"I
ragazzi l'hanno presa bene".
Demelza,
intenta a mettersi la camicia e a prepararsi per la notte,
annuì.
"Sicuramente meglio di come l'hai presa tu" – disse
scherzosamente al marito, intento ad accendere il camino.
Ross
sospirò, scuotendo la testa e smuovendo la cenere. "Non
dovresti prenderla con tutta questa leggerezza, è una
questione
seria".
"E'
una questione bella! Avremo un bambino, non è un lutto,
Ross!"
Suo
marito sospirò, alzandosi dalla posizione accovacciata e
sedendosi
su letto, accanto a lei. "Demelza, è diverso dalle altre
volte!".
"Ross
Vennor Poldark, stai dicendo che sono vecchia?" - chiese lei,
con gli occhi che promettevano scintille.
Ross
alzò le spalle. "Sicuramente lo sei più che le
altre volte e
questo è inequivocabilmente un dato di fatto!".
"Sto
bene e ho tutta l'intenzione di stare bene pure in futuro!" -
ribatté lei. "Di cos'è che hai così
paura?".
Ross
la fissò con quei suoi occhi scuri e penetranti, serio. "Una
volta, tanti anni fa, ho visto una donna morta di parto... E se penso
che puo' succedere... che potrebbe... che tu...".
Demelza
gli prese le mani.
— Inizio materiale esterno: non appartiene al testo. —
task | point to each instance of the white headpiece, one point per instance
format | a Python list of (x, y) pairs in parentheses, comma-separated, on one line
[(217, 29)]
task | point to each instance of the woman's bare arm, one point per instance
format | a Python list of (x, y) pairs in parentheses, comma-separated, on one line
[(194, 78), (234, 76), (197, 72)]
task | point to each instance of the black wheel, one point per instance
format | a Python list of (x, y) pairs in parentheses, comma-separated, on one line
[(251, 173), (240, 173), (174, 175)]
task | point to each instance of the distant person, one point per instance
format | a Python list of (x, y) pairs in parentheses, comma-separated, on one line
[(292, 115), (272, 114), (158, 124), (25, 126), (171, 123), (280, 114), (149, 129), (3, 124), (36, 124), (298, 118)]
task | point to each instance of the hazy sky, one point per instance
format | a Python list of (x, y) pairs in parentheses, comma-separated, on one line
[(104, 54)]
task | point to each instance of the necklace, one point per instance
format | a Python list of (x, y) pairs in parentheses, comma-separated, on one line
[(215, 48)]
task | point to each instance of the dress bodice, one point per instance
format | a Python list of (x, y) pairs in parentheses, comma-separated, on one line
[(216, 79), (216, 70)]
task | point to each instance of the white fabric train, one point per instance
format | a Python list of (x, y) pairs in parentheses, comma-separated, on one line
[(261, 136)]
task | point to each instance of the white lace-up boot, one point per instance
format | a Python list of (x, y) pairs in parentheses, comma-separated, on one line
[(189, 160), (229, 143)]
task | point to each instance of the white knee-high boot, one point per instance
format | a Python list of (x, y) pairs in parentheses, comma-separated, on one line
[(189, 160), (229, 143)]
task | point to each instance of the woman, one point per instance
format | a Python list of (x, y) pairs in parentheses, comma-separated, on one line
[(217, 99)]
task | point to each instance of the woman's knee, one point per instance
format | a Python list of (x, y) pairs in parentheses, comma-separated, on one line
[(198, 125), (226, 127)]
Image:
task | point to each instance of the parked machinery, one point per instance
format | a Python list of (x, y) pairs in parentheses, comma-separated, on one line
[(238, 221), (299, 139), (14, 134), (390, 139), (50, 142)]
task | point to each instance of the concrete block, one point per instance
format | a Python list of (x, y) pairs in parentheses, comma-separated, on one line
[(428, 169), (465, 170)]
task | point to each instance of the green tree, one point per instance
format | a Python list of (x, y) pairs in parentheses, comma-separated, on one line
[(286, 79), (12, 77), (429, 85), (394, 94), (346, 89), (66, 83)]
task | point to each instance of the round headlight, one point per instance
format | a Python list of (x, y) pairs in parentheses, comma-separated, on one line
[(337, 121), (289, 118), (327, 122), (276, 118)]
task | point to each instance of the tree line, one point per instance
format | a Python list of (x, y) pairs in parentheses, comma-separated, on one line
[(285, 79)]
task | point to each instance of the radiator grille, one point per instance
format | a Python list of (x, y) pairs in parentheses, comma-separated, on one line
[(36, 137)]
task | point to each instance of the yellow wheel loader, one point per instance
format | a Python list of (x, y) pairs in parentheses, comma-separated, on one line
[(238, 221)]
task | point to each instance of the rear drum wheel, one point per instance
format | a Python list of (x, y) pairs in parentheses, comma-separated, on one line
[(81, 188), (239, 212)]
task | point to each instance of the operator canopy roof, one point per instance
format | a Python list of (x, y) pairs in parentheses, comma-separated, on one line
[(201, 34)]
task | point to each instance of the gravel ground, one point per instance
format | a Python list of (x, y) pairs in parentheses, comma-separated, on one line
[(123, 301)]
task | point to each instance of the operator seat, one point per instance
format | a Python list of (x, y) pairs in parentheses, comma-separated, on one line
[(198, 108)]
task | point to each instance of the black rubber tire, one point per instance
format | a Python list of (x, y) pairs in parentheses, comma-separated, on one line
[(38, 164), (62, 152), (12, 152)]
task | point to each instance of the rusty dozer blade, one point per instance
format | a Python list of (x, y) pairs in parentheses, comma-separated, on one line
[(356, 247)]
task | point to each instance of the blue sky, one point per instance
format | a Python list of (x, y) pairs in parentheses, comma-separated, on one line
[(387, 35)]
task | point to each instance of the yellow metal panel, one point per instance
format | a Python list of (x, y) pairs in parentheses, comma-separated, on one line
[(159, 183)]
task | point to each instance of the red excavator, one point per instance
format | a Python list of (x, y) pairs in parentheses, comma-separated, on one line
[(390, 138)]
Tremavano... Aveva ben capito di chi lui stesse
parlando e di cosa aveva paura. Quel timore di Ross espresso
così, a
parole, fece venire la pelle d'oca pure a lei. Ma soprattutto... "Non
voglio parlare di Elizabeth!" - disse, secca.
"Non
ho detto il suo nome!" - ribatté lui, piccato.
"Ma
era a lei che ti riferivi! La mia, la nostra è un'altra
storia e tu
lo sai. Non è morta di parto e io non voglio parlare di
Elizabeth".
"Non
era mia intenzione farlo, sei tu che hai tirato in ballo l'argomento
e hai pronunciato quel nome".
Demelza
si morse il labbro. Ross era teso e nervoso e quando era
così,
spesso finivano col discutere. Ma era una cosa di cui non aveva
voglia, non quella sera, non nel giorno in cui aveva scoperto la
nuova imminente maternità. In realtà pure lei,
benché cercasse di
mascherarlo, aveva mille paure e i nervi a fior di pelle ma Ross
rischiava di peggiorare la situazione, facendo così. "Pensi
ancora a lei?".
Davanti
alla serietà del suo tono di voce, Ross deglutì.
"Penso a lei
come si puo' pensare ad un antico affetto. Penso a lei con la
tristezza con cui si pensa a una donna morta giovane".
Beh,
come risposta poteva andarle pure bene, ma lo sguardo di Ross era
ancora indispettito e teso. "Che c'è?".
Suo
marito la guardò con sospetto. "E tu... Pensi ancora ogni
tanto, a Hugh Armitage?".
Spalancò
gli occhi, una domanda del genere non se l'aspettava minimamente.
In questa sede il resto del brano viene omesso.